Zinssätze Refinanzierung, Stand: 31. Dezember 2008
USA: 0,00-0,25%
Eurozone: 2,50%
Japan: 0,10%
Grossbritannien: 2,00%
Kanada: 1,50%
Schweiz: 0,00-1,00%
Australien: 4,25%
Neuseeland: 5,00%

Zinssätze Refinanzierung, Stand: 25. April 2008
USA: 2,25%
Eurozone: 4,00%
Japan: 0,50%
Grossbritannien: 5,00%
Kanada: 3,00%
Schweiz: 2,75%
Australien: 7,25%
Neuseeland: 8,25%

Bei Carry-Trades spielen die aktuellen- und insbesondere die zukünftig erwarteten Zinssätze eine herausragende Rolle.
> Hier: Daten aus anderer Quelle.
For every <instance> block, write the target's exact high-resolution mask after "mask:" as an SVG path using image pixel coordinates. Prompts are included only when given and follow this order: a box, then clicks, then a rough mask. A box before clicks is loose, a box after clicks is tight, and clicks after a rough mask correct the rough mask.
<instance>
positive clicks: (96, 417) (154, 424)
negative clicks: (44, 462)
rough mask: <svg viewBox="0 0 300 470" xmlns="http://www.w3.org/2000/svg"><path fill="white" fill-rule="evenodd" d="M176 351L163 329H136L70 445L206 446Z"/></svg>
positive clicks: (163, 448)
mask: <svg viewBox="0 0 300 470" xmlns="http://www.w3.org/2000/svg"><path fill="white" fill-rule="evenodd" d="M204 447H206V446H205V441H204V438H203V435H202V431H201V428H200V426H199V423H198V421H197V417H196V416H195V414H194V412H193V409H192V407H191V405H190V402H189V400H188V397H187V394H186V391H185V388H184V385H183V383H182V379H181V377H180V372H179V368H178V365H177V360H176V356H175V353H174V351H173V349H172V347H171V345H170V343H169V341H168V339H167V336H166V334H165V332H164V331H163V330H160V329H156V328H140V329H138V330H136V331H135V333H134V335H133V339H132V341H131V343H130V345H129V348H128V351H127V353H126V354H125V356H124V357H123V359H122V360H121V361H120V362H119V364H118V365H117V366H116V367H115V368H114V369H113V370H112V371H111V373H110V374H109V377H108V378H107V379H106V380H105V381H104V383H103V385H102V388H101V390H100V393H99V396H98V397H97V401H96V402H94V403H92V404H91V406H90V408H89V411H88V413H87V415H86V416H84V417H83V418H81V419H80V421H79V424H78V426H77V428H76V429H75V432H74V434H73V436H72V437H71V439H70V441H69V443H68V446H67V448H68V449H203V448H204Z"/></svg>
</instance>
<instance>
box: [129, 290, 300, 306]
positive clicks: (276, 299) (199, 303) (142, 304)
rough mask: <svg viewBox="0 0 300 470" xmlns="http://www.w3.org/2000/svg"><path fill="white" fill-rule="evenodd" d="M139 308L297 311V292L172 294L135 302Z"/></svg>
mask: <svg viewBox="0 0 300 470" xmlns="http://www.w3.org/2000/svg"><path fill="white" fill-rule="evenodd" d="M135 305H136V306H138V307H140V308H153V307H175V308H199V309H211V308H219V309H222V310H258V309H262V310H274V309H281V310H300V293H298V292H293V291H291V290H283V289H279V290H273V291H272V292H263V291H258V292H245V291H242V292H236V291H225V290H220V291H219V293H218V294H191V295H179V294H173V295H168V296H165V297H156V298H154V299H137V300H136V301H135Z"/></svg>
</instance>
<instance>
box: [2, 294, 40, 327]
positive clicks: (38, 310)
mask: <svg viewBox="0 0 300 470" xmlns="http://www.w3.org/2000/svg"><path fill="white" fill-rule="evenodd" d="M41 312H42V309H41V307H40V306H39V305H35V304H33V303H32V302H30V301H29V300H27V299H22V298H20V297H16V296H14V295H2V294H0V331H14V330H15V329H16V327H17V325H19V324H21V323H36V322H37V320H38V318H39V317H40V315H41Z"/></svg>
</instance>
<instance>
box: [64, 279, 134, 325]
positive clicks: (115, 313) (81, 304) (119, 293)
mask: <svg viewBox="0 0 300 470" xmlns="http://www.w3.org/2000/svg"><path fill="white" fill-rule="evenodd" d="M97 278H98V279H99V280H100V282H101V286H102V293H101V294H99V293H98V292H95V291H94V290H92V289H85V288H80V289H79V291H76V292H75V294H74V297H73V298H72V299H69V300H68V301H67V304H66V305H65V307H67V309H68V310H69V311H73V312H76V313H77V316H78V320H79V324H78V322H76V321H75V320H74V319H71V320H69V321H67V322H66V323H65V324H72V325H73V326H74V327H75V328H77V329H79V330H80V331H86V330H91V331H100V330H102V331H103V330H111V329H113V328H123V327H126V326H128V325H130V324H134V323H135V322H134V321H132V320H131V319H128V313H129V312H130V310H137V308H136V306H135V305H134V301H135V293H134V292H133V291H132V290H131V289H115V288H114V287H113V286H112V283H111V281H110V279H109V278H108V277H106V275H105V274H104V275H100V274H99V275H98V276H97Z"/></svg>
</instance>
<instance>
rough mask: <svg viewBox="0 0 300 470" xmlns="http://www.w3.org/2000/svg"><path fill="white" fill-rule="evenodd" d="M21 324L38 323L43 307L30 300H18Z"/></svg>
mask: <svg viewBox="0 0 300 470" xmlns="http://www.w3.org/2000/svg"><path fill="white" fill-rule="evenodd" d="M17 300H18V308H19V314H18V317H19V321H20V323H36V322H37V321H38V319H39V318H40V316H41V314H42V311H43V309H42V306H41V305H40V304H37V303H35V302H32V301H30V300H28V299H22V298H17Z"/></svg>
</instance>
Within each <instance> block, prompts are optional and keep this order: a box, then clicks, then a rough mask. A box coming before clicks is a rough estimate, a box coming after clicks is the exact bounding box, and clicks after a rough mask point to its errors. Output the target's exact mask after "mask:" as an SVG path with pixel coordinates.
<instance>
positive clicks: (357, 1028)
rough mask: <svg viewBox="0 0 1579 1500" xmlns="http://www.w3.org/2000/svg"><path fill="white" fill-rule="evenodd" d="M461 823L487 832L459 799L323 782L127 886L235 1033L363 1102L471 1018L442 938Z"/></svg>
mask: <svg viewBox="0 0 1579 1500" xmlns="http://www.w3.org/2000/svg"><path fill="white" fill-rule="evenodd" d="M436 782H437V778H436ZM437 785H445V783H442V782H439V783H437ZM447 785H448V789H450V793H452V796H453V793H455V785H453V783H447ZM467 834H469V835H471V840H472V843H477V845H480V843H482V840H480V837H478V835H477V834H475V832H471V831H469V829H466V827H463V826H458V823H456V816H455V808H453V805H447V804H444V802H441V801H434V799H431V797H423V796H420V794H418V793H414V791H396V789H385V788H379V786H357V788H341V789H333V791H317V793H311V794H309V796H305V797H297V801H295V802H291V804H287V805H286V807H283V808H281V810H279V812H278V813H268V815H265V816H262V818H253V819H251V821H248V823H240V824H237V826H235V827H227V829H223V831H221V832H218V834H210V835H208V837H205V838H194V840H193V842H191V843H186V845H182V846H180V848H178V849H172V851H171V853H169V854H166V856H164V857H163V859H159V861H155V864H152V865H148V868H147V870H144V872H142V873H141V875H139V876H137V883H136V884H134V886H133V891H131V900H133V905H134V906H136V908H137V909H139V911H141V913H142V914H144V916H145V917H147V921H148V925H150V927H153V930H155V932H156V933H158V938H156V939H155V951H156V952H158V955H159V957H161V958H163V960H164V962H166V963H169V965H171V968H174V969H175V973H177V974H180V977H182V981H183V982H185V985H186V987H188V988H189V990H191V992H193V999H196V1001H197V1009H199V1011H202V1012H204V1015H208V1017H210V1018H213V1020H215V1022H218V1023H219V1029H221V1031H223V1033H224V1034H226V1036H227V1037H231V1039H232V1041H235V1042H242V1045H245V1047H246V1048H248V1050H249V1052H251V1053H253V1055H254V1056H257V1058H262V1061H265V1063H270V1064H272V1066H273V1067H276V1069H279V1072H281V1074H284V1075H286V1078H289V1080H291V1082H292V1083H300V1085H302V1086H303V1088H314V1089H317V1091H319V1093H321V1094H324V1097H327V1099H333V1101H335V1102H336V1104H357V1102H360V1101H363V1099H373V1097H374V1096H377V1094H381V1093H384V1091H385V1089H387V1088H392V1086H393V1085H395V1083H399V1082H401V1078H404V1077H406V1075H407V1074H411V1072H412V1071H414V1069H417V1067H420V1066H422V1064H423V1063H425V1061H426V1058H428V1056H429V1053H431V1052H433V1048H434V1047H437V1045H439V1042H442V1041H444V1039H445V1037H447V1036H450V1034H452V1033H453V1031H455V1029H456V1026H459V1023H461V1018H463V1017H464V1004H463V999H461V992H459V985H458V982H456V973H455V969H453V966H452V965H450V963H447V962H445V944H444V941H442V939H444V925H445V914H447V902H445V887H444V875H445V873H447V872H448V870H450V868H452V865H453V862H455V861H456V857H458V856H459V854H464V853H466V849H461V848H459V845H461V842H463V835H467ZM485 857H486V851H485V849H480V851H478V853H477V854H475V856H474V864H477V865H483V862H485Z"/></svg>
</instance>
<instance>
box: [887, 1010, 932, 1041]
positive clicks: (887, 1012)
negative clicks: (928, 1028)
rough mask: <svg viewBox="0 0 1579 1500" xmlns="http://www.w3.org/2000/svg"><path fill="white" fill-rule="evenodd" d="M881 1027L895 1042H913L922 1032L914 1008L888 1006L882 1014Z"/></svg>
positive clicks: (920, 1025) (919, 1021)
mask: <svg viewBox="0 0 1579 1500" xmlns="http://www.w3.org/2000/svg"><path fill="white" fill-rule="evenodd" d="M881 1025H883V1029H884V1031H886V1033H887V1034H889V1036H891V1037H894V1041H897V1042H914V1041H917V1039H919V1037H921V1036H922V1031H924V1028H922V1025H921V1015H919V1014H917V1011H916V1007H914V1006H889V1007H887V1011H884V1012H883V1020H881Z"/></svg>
Die Zinssätze werden von den jeweiligen Zentralbanken festgelegt. Es handelt sich dabei um die Sätze zur Refinanzierung, d.h. zu welchem Zinssatz sich Banken bei der Zentralbank Geld leihen können.

Die unterschiedlichen Zinssätze werden ausgenutzt, indem man sich in dem Land mit niedrigen Zinssätzen Geld leiht und in dem Land mit den hohen Zinssätzen anlegt. Gemäß Zinssatzparitäten-Theorie sollte es keine Möglichkeit zu Kursgewinnen geben, da die unterschiedlichen Zinssätze durch die Differenz von Kassa- und Terminkurs ausgeglichen werden.

In der FOREX-Praxis sind Carry-Trades jedoch insbesondere bei institutionellen eine beliebte Strategie. Wird erwartet, dass sich Zinsdifferenz zwischen Hochzins- und Niedrig-Zinsland weiter ausweitet z.B. durch Statements der entsprechenden Zentralbanken so macht das Kaufen und Halten der Hochzinswährung durchaus Sinn:

Zum einen werden die Zinserträge gehebelt. Weiterhin wird sich aufgrund der erwarteten Vergrößerung der Zinsdifferenz die Währung des Hochzinslandes gegenüber der Währung des Niedrigzinslandes aufwerten.

Klassisches Beispiel für Carry-Trades ist USD/JPY. Mit steigender Zinsdifferenz wurde der US-Dollar (Hochzinsland)  gegenüber dem Yen (Niedrigzinsland) stärker.